Voici, pour le moins, un sujet d'actualité en cette période encore estivale : le bronzage ! Si beaucoup d'intellectuels – philosophes, sociologues, psychologues, historiens – se sont penchés sur les révolutions sociétales d'un 20ème Siècle qui n'a jamais été avare en bouleversements, chambardements et autres métamorphoses des usages et codes sociaux, peu – voire aucun -, se sont passionnés pour le hâle, lui préférant le goût, l'odorat ou le toucher. Parce que le bronzage - n'en déplaise à beaucoup -, est aussi une révolution, mais culturelle celle-là ! Si l'on remonte aux temps les plus reculés de notre civilisation, les élites grecques et romaines de l'Antiquité prônaient le brunissage pour les hommes. Les femmes, quant à elles, se devaient de conserver et de valoriser ce teint pâle, lactescent, ivoirin, symbole de supériorité et de distinction sociales, de richesse, d'opulence. Ce sentiment de suprématie d'un teint clair par opposition à la carnation mate ira grandissant tout au long de l'histoire de l'humanité. La religion chrétienne s'en emparera pour magnifier la pureté, la candeur, l'innocence, la fraîcheur et la virginité. Durant les croisades saintes, on confrontera le Sarrazin – impur de par son apparence et sa foi – à l'Occidental, blafard mais religieusement prééminent. « Ainsi l'affrontement médiéval avec le Musulman forge-t-il une figure caractéristique du « Sarrazin », ainsi, à la Renaissance, l'entrée de l'Occident dans la phase coloniale pousse-t-elle à la roue, en confrontant l'Européen à deux « races » soumises, affublées d'un teint plus sombre, l'Amérindien puis le Noir, pendant qu'au même moment le « processus de civilisation » accentue la codification de la distinction corporelle ».

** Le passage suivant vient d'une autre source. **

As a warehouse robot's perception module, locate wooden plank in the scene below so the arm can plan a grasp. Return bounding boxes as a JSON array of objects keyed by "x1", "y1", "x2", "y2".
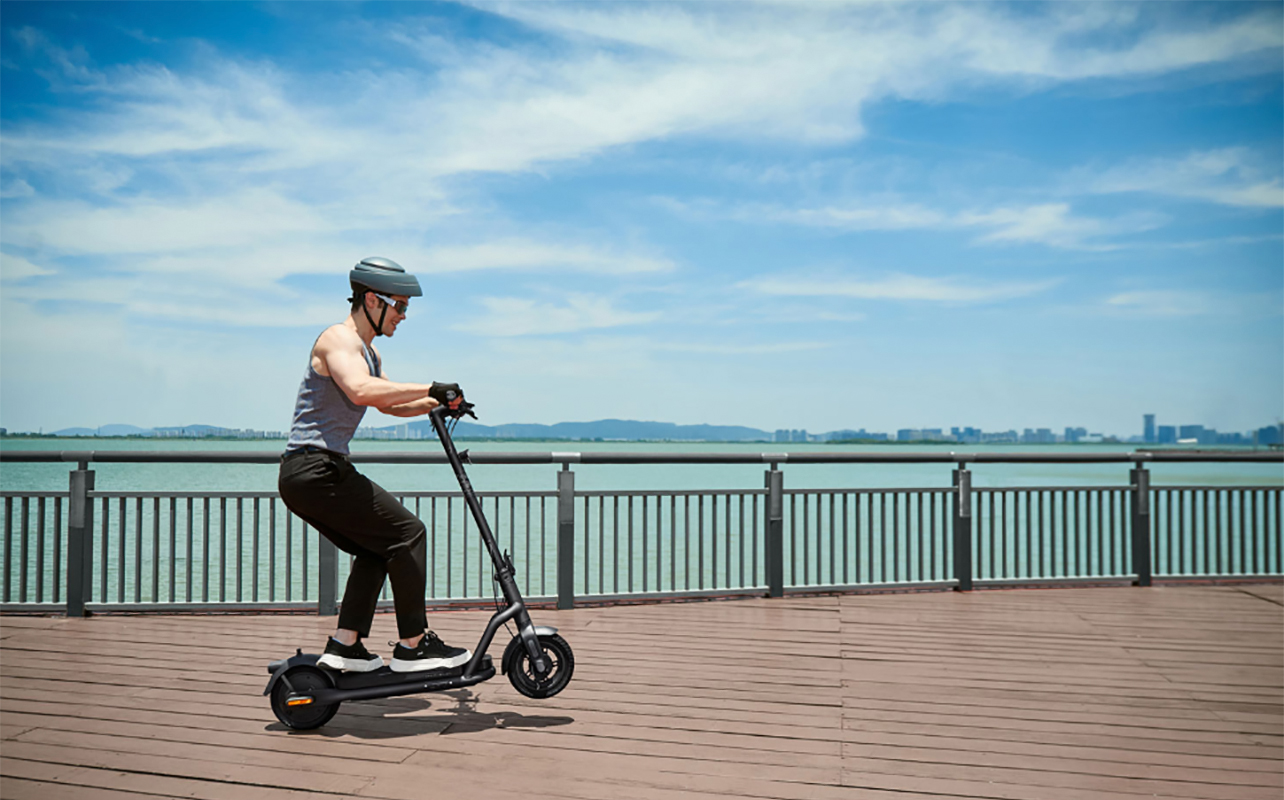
[{"x1": 0, "y1": 584, "x2": 1284, "y2": 800}]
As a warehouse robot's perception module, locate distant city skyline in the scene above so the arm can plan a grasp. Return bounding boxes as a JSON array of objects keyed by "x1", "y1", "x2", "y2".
[
  {"x1": 0, "y1": 1, "x2": 1284, "y2": 435},
  {"x1": 0, "y1": 413, "x2": 1284, "y2": 446}
]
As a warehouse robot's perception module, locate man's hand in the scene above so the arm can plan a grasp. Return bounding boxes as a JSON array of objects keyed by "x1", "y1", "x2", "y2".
[{"x1": 428, "y1": 380, "x2": 464, "y2": 411}]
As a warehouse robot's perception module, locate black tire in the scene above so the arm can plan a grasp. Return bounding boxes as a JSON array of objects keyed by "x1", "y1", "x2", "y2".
[
  {"x1": 272, "y1": 666, "x2": 339, "y2": 731},
  {"x1": 505, "y1": 634, "x2": 575, "y2": 700}
]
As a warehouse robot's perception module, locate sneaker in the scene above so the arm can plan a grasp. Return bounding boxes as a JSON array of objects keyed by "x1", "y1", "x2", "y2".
[
  {"x1": 389, "y1": 630, "x2": 473, "y2": 672},
  {"x1": 317, "y1": 637, "x2": 384, "y2": 672}
]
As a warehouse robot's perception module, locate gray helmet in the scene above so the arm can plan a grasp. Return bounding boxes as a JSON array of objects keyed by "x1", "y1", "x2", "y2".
[{"x1": 348, "y1": 256, "x2": 424, "y2": 297}]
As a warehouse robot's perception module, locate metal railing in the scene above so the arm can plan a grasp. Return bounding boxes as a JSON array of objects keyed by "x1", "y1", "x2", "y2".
[{"x1": 0, "y1": 451, "x2": 1284, "y2": 615}]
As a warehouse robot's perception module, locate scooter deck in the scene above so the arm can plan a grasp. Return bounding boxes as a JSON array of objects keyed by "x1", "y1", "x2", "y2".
[
  {"x1": 317, "y1": 655, "x2": 490, "y2": 690},
  {"x1": 312, "y1": 655, "x2": 494, "y2": 704}
]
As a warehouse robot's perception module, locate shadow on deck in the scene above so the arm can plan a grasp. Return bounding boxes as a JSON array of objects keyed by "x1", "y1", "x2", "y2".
[{"x1": 0, "y1": 583, "x2": 1284, "y2": 800}]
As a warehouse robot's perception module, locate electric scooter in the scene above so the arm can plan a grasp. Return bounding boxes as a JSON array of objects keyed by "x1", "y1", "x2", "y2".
[{"x1": 263, "y1": 402, "x2": 575, "y2": 731}]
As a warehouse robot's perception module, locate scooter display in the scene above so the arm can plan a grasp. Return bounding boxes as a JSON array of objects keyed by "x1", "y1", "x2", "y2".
[{"x1": 263, "y1": 402, "x2": 575, "y2": 731}]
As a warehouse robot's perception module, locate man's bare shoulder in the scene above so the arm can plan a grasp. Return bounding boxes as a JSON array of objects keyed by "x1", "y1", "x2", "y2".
[{"x1": 315, "y1": 322, "x2": 361, "y2": 353}]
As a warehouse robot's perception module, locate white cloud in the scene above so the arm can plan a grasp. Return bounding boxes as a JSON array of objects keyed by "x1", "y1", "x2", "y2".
[
  {"x1": 0, "y1": 253, "x2": 54, "y2": 281},
  {"x1": 1106, "y1": 290, "x2": 1215, "y2": 317},
  {"x1": 0, "y1": 177, "x2": 36, "y2": 200},
  {"x1": 683, "y1": 198, "x2": 1165, "y2": 250},
  {"x1": 455, "y1": 294, "x2": 660, "y2": 336},
  {"x1": 415, "y1": 239, "x2": 674, "y2": 275},
  {"x1": 654, "y1": 342, "x2": 835, "y2": 356},
  {"x1": 740, "y1": 275, "x2": 1059, "y2": 304},
  {"x1": 955, "y1": 203, "x2": 1165, "y2": 250},
  {"x1": 4, "y1": 189, "x2": 343, "y2": 256},
  {"x1": 1076, "y1": 148, "x2": 1284, "y2": 208},
  {"x1": 1098, "y1": 289, "x2": 1284, "y2": 317}
]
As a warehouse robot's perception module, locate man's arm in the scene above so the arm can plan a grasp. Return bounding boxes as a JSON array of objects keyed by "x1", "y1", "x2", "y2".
[
  {"x1": 313, "y1": 325, "x2": 437, "y2": 405},
  {"x1": 379, "y1": 397, "x2": 440, "y2": 416}
]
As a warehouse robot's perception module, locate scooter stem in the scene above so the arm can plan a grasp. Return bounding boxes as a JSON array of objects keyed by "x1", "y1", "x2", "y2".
[{"x1": 428, "y1": 406, "x2": 546, "y2": 674}]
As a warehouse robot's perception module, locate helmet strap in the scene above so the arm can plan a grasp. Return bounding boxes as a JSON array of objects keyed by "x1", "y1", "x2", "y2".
[{"x1": 361, "y1": 293, "x2": 388, "y2": 336}]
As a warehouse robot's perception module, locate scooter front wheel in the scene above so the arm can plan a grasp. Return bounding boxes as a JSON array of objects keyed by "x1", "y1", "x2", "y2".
[
  {"x1": 272, "y1": 666, "x2": 339, "y2": 731},
  {"x1": 503, "y1": 633, "x2": 575, "y2": 700}
]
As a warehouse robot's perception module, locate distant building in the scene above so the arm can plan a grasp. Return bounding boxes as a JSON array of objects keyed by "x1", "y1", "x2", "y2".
[
  {"x1": 1253, "y1": 424, "x2": 1284, "y2": 446},
  {"x1": 1177, "y1": 425, "x2": 1204, "y2": 442}
]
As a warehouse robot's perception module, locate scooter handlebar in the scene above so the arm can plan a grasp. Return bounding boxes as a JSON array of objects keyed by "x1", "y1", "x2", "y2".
[{"x1": 429, "y1": 401, "x2": 478, "y2": 420}]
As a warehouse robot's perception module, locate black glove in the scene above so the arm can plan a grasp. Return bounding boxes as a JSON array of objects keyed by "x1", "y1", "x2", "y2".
[{"x1": 428, "y1": 380, "x2": 464, "y2": 411}]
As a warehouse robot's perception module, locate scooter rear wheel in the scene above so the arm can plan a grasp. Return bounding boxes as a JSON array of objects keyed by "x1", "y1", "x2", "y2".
[
  {"x1": 272, "y1": 666, "x2": 339, "y2": 731},
  {"x1": 505, "y1": 633, "x2": 575, "y2": 700}
]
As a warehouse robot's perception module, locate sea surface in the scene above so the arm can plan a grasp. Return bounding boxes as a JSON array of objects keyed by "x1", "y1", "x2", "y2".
[{"x1": 0, "y1": 438, "x2": 1284, "y2": 602}]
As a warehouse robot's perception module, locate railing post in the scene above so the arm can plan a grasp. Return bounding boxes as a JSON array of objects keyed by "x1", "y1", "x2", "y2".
[
  {"x1": 1129, "y1": 466, "x2": 1150, "y2": 586},
  {"x1": 67, "y1": 461, "x2": 94, "y2": 616},
  {"x1": 764, "y1": 469, "x2": 785, "y2": 597},
  {"x1": 317, "y1": 534, "x2": 339, "y2": 616},
  {"x1": 557, "y1": 461, "x2": 575, "y2": 609},
  {"x1": 954, "y1": 464, "x2": 972, "y2": 592}
]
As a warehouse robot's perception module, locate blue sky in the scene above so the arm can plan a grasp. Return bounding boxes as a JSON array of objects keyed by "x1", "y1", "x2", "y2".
[{"x1": 0, "y1": 3, "x2": 1284, "y2": 434}]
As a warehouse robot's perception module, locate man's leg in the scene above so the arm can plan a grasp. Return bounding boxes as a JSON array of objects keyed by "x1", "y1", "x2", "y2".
[{"x1": 279, "y1": 455, "x2": 428, "y2": 639}]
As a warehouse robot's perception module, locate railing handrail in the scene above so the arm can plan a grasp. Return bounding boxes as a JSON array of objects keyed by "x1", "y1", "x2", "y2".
[{"x1": 0, "y1": 449, "x2": 1284, "y2": 465}]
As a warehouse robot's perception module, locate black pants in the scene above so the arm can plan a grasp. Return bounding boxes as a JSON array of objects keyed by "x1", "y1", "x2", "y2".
[{"x1": 277, "y1": 452, "x2": 428, "y2": 638}]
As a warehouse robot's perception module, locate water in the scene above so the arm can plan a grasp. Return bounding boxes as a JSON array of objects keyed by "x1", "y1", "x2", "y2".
[
  {"x1": 0, "y1": 439, "x2": 1284, "y2": 602},
  {"x1": 0, "y1": 439, "x2": 1284, "y2": 492}
]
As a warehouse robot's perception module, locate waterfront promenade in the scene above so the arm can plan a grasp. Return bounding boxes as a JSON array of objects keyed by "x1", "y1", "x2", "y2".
[{"x1": 0, "y1": 582, "x2": 1284, "y2": 800}]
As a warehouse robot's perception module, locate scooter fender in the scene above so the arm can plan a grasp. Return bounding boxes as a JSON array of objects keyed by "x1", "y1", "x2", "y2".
[
  {"x1": 499, "y1": 625, "x2": 557, "y2": 675},
  {"x1": 263, "y1": 650, "x2": 334, "y2": 697}
]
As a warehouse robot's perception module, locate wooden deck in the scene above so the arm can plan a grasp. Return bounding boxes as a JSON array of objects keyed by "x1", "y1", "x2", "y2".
[{"x1": 0, "y1": 583, "x2": 1284, "y2": 800}]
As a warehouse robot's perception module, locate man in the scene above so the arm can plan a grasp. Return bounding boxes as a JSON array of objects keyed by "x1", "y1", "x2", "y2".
[{"x1": 277, "y1": 258, "x2": 473, "y2": 672}]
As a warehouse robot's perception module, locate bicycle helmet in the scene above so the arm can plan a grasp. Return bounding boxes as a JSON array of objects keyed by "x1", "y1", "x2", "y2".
[{"x1": 348, "y1": 256, "x2": 424, "y2": 336}]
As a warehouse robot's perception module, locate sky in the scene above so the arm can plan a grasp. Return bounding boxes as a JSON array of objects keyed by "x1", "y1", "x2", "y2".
[{"x1": 0, "y1": 1, "x2": 1284, "y2": 435}]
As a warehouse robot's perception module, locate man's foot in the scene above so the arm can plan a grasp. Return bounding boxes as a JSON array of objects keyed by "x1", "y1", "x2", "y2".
[
  {"x1": 390, "y1": 630, "x2": 473, "y2": 672},
  {"x1": 317, "y1": 637, "x2": 384, "y2": 672}
]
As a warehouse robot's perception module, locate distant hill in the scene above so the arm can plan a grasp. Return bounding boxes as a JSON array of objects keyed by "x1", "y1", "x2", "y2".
[
  {"x1": 410, "y1": 420, "x2": 772, "y2": 442},
  {"x1": 54, "y1": 425, "x2": 150, "y2": 437},
  {"x1": 37, "y1": 420, "x2": 772, "y2": 442}
]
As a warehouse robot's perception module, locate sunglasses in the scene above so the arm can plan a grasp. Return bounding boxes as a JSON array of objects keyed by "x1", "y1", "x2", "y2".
[{"x1": 370, "y1": 291, "x2": 410, "y2": 317}]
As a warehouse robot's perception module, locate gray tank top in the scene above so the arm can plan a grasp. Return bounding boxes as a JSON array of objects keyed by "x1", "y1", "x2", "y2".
[{"x1": 285, "y1": 336, "x2": 383, "y2": 455}]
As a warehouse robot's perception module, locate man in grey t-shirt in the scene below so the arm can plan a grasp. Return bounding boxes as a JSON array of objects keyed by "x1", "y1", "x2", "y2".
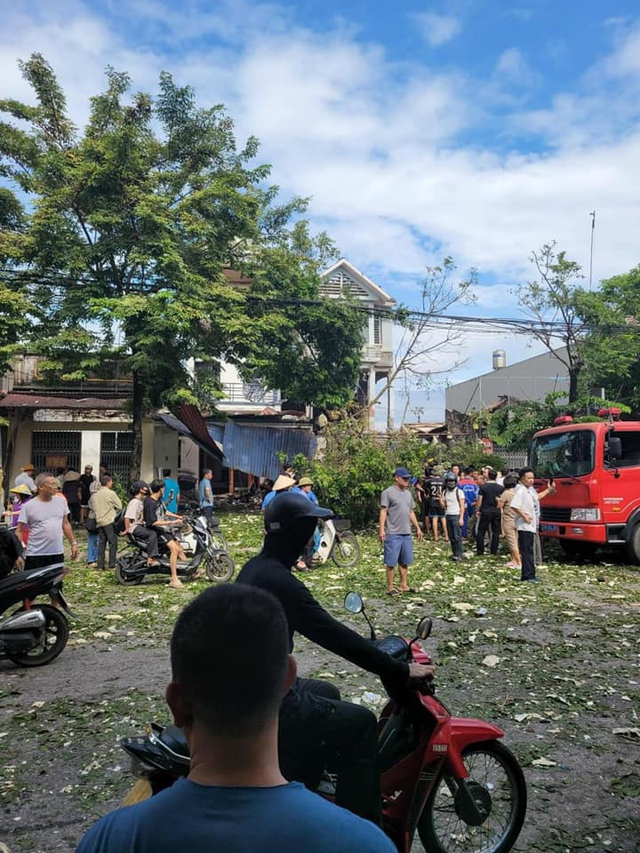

La fin du 19ème Siècle et les prémices du 20ème siècle enfoncent encore le clou, en clamant haut et fort que splendeur et fraîcheur riment avec blancheur ! Et cette ingénuité est l'image même de la perfection féminine, de la beauté immaculée et originelle. En fait, tout le monde s'accorde à enfermer la femme, à la claquemurer chez elle, derrière voilettes et chapeaux à larges bords, à l'enferrer dans des vêtements armures. « Reste que le « rose aux joues », s'il peut signifier une émotion sympathique, connote aussi une émotivité peu virile que l'on réserve aux enfants, aux jeunes gens et aux vraies jeunes filles, et qu'il importe toujours de maintenir à la périphérie des sujets frappés de matité, voire pire : le colonisé, le non-occidental, assurément, mais aussi le paysan ou le marin ». En fait, les choses vont réellement évoluer pour les femmes après 1914 – 1918. Dès le début des années 1920, les premiers magazines de la presse féminine – Vogue, Marie-Claire, Le Petit Echo de la Mode – émettent l'idée d'un brunissage naturel de la peau pour les vacances, tout en se masquant derrière les diktats d'une époque encore peu éloignée où le teint d'albâtre était la norme. « D'un côté, la « vogue des teints brûlés » semble pénétrer dans certains « lieux élégants » de la bonne société européenne, à tel point que « certaines femmes vont jusqu'à s'oindre d'huile de coco dans le but d'activer la coloration ». De l'autre, elle voudrait condamner ce type de comportement et elle trahit la sévérité dans le titre alambiqué de l'article : « Pour et contre le soleil ou les méfaits du soleil. » S'abritant derrière les autorités du milieu, elle ne manque donc pas de signaler au passage que Helena Rubinstein et Elizabeth Arden « ne cessent de déplorer la vogue des teints brûlés ». Au reste, l'usage de l'épithète « brûlé » dit tout ».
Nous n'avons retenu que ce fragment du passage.